Plus de quinze ans après sa création, l’Agref reste à la pointe en matière de R&D au sein de la filière des gazons sportifs professionnels français comme nous le montrent ces nouveaux projets. Et Ollivier Dours de résumer ce qui l’anime lui et son président, Rémy Dorbeau : « Nous essayons de mener une approche cohérente et globale pour répondre aux enjeux d’aujourd’hui et de demain, en utilisant tous les leviers pour réduire l’utilisation des produits phytopharmaceutiques sur les gazons sportifs ».

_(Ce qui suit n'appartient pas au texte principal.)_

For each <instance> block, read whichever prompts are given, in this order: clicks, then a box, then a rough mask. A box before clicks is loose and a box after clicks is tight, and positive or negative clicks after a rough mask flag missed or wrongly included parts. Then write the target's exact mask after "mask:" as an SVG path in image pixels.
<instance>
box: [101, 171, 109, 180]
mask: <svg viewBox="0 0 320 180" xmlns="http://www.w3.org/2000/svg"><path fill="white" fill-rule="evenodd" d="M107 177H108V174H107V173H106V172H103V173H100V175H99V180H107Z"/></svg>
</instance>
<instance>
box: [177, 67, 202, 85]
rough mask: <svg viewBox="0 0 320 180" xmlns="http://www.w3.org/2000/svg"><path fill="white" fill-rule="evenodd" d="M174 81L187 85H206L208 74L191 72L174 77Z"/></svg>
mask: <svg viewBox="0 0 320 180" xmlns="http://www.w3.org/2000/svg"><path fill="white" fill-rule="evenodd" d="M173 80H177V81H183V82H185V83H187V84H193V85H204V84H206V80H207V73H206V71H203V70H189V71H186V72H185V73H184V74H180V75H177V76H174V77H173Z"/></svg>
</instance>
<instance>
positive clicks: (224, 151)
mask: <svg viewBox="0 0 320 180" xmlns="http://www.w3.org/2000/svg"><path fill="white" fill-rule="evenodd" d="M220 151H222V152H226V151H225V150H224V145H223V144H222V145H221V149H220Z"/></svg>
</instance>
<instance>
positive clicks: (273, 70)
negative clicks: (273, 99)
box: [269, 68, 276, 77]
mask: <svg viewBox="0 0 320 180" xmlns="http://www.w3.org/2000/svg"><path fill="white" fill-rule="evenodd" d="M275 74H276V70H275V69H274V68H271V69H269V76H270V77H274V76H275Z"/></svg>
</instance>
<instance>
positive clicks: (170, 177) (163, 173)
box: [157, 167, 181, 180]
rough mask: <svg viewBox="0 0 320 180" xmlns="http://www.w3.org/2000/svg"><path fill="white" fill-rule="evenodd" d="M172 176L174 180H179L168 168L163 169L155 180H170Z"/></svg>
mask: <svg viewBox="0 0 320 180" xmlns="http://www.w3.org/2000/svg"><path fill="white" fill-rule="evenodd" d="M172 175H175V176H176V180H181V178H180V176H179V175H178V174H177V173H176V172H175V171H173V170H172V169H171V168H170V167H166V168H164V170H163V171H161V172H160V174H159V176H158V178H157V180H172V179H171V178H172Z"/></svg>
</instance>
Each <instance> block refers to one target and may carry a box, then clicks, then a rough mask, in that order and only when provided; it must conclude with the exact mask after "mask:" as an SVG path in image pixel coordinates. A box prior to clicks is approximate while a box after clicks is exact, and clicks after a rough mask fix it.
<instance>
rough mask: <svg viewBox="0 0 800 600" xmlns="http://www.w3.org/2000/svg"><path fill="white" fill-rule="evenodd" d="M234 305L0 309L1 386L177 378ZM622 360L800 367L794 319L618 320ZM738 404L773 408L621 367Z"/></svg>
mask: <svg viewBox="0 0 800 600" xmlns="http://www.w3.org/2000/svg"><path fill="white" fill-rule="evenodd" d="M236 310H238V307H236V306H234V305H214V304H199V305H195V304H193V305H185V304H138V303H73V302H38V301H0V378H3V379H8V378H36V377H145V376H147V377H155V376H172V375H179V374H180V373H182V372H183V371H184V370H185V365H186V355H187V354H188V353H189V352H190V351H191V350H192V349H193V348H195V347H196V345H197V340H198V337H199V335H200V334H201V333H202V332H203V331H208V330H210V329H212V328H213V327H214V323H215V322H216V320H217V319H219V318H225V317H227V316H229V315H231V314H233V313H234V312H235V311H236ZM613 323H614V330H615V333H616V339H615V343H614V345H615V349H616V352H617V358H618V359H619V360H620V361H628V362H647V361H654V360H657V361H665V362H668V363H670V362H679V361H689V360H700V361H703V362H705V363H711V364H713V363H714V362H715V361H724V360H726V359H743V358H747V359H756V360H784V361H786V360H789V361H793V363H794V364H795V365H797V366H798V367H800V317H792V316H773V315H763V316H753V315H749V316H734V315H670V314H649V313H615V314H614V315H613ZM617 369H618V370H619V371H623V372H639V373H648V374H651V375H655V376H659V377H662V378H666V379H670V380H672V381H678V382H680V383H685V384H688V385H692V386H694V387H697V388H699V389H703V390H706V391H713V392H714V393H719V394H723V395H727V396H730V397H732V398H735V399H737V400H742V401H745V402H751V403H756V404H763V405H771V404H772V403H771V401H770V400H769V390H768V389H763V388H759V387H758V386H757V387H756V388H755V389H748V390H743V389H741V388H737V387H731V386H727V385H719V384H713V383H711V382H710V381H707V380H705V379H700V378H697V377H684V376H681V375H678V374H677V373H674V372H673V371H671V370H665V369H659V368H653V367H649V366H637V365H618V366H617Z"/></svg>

* Ollivier Dours est aussi responsable du réseau SORE (épidémiosurveillance), rapporteur des méthodes CEB (Commission des Essais Biologiques) pour les gazons et pour la mise en place d’essais BPE (pour « Bonnes Pratiques d’Expérimentation ») et le référent de la filière gazons sportifs au sein du Comité Technique Opérationnel Professionnel (CTOP) en charge d’évaluer les usages orphelins pour le compte du ministère de l’Agriculture. Il est également président de Groupe JEVI de Végéphyl, une association tournée vers la protection des plantes. Il est enfin intervenant dans le cadre des formations de l’Agref.